A typical Dockerfile might look something like the one shown here, which will create a container for a Node.js-based application:
FROM node:0.10
MAINTAINER Anna Doe <anna@example.com>
LABEL "rating"="Five Stars" "class"="First Class"
USER root
ENV AP /data/app
RUN apt-get -y update# The daemons
RUN apt-get -y install supervisor
RUN mkdir -p /var/log/supervisor# Supervisor Configuration
ADD ./supervisord/conf.d/* $SCPATH/
# Application Code
ADD *.js* $AP/
WORKDIR $AP
RUN npm install
CMD ["supervisord", "-n"]

Dissecting this Dockerfile will provide some initial exposure to a number of the possible instructions that you can use to control how an image is assembled. Each line in a Dockerfile creates a new image layer that is stored by Docker. This means that when you build new images, Docker will only need to build layers that deviate from previous builds.

Although you could build a Node instance from a plain, base Linux image, you can also explore the Docker Registry for official images for Node. Node.js maintains a series of Docker images and tags that allows you to quickly determine that you should tell the image to inherit from node:0.10, which will pull the most recent Node.js version 0.10 container. If you want to lock the image to a specific version of Node, you could instead point it at node:0.10.33. The base image that follows will provide you with an Ubuntu Linux image running Node 0.10.x:
FROM node:0.10

The MAINTAINER field provides contact information for the Dockerfile’s author, which populates the Author field in all resulting images’ metadata:
MAINTAINER Anna Doe >anna@example.com<

The ability to apply labels to images and containers was added to Docker in version 1.6. This means that you can now add metadata via key-value pairs that can later be used to search for and identify Docker images and containers. You can see the labels applied to any image using the docker inspect command:
LABEL "rating"="Five Stars" "class"="First Class"
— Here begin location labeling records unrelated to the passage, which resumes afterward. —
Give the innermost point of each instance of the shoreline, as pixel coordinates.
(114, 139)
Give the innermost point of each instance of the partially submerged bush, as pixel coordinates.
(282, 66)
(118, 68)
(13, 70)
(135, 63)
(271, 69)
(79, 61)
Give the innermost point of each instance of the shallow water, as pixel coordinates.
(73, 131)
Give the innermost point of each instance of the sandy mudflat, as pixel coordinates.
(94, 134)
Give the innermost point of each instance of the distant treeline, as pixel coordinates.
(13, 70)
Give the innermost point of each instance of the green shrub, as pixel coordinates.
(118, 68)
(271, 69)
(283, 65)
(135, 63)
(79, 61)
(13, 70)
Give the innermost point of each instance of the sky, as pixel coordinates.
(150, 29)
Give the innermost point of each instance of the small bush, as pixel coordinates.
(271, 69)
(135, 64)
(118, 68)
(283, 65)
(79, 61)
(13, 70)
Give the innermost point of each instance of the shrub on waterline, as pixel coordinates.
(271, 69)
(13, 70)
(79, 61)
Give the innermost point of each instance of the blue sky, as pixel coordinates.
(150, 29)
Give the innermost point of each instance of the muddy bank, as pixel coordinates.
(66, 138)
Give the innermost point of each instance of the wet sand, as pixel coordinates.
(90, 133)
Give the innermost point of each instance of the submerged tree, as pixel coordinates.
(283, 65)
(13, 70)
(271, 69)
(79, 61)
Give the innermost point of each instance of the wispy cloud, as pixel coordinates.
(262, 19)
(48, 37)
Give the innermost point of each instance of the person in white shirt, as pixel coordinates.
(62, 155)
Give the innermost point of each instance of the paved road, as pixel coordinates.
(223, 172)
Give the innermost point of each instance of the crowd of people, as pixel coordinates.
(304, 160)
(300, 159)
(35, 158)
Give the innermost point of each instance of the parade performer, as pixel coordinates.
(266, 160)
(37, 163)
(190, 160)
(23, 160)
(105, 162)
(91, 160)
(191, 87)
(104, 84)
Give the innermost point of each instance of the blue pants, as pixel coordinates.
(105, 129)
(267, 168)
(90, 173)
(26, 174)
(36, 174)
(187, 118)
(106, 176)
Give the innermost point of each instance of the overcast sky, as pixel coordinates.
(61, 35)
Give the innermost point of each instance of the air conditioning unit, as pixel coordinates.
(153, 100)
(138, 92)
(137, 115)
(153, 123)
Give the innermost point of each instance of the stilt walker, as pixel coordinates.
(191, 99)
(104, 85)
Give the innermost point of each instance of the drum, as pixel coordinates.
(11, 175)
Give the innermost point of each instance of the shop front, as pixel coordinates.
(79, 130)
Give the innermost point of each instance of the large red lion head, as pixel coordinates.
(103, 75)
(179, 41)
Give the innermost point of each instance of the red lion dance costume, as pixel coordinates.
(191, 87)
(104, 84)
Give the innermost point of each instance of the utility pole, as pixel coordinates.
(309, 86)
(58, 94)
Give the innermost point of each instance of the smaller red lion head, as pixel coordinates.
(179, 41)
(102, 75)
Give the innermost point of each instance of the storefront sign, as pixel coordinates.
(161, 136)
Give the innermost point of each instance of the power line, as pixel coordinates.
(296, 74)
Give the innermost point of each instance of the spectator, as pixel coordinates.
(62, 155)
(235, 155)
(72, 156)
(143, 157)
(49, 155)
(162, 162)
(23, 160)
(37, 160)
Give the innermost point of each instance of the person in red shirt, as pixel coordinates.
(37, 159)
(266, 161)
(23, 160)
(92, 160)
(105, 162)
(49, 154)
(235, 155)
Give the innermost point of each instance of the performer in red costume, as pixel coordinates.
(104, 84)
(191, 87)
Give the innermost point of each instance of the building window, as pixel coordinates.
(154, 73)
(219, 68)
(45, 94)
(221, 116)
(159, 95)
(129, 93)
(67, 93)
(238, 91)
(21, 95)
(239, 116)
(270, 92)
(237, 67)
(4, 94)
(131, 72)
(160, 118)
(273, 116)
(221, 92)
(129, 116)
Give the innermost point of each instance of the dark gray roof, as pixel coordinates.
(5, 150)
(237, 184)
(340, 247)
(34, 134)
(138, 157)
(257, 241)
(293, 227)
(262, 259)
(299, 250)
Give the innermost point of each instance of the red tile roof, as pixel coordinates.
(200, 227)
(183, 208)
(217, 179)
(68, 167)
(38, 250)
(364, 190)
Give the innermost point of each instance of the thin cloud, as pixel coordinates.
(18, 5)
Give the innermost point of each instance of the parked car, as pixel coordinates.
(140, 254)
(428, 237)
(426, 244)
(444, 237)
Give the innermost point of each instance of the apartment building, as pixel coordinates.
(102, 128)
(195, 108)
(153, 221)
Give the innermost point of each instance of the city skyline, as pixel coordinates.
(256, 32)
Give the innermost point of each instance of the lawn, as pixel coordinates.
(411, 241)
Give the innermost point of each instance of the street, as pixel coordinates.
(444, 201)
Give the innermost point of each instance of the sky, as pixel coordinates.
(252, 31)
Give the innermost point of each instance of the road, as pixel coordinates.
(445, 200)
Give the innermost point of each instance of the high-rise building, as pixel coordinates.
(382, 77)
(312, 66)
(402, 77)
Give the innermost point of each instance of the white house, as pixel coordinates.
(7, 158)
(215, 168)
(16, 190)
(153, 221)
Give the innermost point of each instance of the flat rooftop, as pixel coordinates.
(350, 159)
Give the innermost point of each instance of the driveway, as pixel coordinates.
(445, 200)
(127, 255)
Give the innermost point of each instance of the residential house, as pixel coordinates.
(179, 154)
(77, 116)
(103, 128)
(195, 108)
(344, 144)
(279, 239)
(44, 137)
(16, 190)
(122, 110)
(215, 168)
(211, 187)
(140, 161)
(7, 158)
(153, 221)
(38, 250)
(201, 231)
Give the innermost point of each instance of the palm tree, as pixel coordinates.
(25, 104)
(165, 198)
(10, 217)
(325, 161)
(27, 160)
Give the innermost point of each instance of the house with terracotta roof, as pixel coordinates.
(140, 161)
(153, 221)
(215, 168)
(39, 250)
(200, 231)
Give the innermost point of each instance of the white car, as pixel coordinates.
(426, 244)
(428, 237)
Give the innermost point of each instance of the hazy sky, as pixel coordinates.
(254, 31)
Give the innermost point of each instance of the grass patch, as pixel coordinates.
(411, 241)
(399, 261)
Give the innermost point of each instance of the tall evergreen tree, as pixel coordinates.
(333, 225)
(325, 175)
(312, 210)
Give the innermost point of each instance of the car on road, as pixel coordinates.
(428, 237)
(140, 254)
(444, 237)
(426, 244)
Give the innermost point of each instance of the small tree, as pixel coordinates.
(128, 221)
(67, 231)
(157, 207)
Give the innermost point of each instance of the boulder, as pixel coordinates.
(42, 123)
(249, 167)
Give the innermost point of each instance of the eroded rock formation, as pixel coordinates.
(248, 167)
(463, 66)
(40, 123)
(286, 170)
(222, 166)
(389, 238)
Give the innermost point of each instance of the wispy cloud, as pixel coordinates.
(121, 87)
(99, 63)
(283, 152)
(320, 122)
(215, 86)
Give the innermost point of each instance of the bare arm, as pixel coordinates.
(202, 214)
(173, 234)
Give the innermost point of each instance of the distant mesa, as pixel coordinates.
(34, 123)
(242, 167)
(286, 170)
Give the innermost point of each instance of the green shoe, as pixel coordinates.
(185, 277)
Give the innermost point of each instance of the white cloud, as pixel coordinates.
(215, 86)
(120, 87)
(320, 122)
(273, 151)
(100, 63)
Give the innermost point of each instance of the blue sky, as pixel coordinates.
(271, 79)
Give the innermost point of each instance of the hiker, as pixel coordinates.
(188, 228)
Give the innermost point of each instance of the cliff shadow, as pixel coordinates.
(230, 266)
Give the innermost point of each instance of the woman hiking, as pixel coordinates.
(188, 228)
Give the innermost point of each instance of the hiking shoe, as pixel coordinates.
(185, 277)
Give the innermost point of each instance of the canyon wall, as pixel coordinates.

By default, Docker runs all processes as root within the container, but you can use the USER instruction to change this:
USER root

The ENV instruction allows you to set shell variables that can be used during the build process to simplify the Dockerfile:
ENV AP /data/app
ENV SCPATH /etc/supervisor/conf.d

In the following code, you’ll use a collection of RUN instructions to start and create the required file structure that you need, and install some required software dependencies. You’ll also start to use the build the variables you defined in the previous section to save you a bit of work and help protect you from typos:
RUN apt-get -y update# The daemons
RUN apt-get -y install supervisor
RUN mkdir -p /var/log/supervisor

Note.
It is generally considered a bad idea to run commands like apt-get -y update or yum -y update in your application Dockerfiles because it can significantly increase the time it takes for all of your builds to finish. Instead, consider basing your application image on another image that already has these updates applied to it.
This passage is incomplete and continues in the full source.